Эта речь меня ни капли не тронула. Все эмоции Линя, его игра на чувствах и попытка возбудить во мне сопричастность ломались об один простой факт: о подброшенную в Вейдаде бомбу.
Если так посудить, я хотел бы остаться вне конфликта вместе с теми, кто никак к нему не причастен. Я с удовольствием посидел бы на трибунах арены вместе с другими подростками и посмотрел, как на песке сражаются Линь, Свен Дэй и такие же хитрые интриганы из школы Небесного гнева. За свои поступки необходимо отвечать самим, а не выставлять вместо себя молодых парней, едва достигших ранга пробуждения.
— Может, так, — пожал я плечами. — Но в тот момент я смотрел в глаза людям, а не врагам. Они не были чудовищами. Просто мальчишки, которых научили, где враг и спустили, как псов с поводка.

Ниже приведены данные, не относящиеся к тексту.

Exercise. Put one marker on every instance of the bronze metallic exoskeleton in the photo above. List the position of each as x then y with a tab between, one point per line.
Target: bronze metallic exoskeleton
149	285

— Они убивали и убивают наших! — Линь снова повысил голос, даже не пытаясь скрыть всплеск гнева. — Мальчишки, говоришь? Эти мальчишки позавчера сожгли деревню за рекой, и если бы ты не пропускал вечерние беседы с леди Цин, ты был бы в курсе всех зверств! Они…
Дальше пропускаю мимо ушей — ничего интересного.
Я мог бы спросить, говорят ли на собраниях леди Цин и о наших зверствах, но предпочел промолчать. Практик, на которого не действуют пропагандистские речи, это одно. Стремительно растущий в силе практик, умеющий смотреть на ситуацию нелицеприятно и открыто сомневающийся в авторитете и словах руководства, совершенно другое.
Сомнений в правильности своего поступка у меня не было. Я защитил себя, остановил практиков, и теперь парни будут копить золото на целителя, который вырастит для них новую кисть. Будет еще лучше, если они еще и вернутся в школу и будут находиться там до конца этого никому не нужного конфликта.
— Думаю, я сделал достаточно, — говорю, дождавшись, пока мастер выдохнется.
— Нет! Недостаточно! — Линь встал и нервно прошелся по комнате домика. — Когда ты щадишь волка, он возвращается за ягнёнком. Скольких ещё ты отпустишь, чтобы наши люди, твои собратья, и дальше умирали?
— Скольких мне нужно убить, чтобы это изменилось? — спросил я спокойно. — Мастер, давайте не будем разводить патетику. Я не буду убивать детей.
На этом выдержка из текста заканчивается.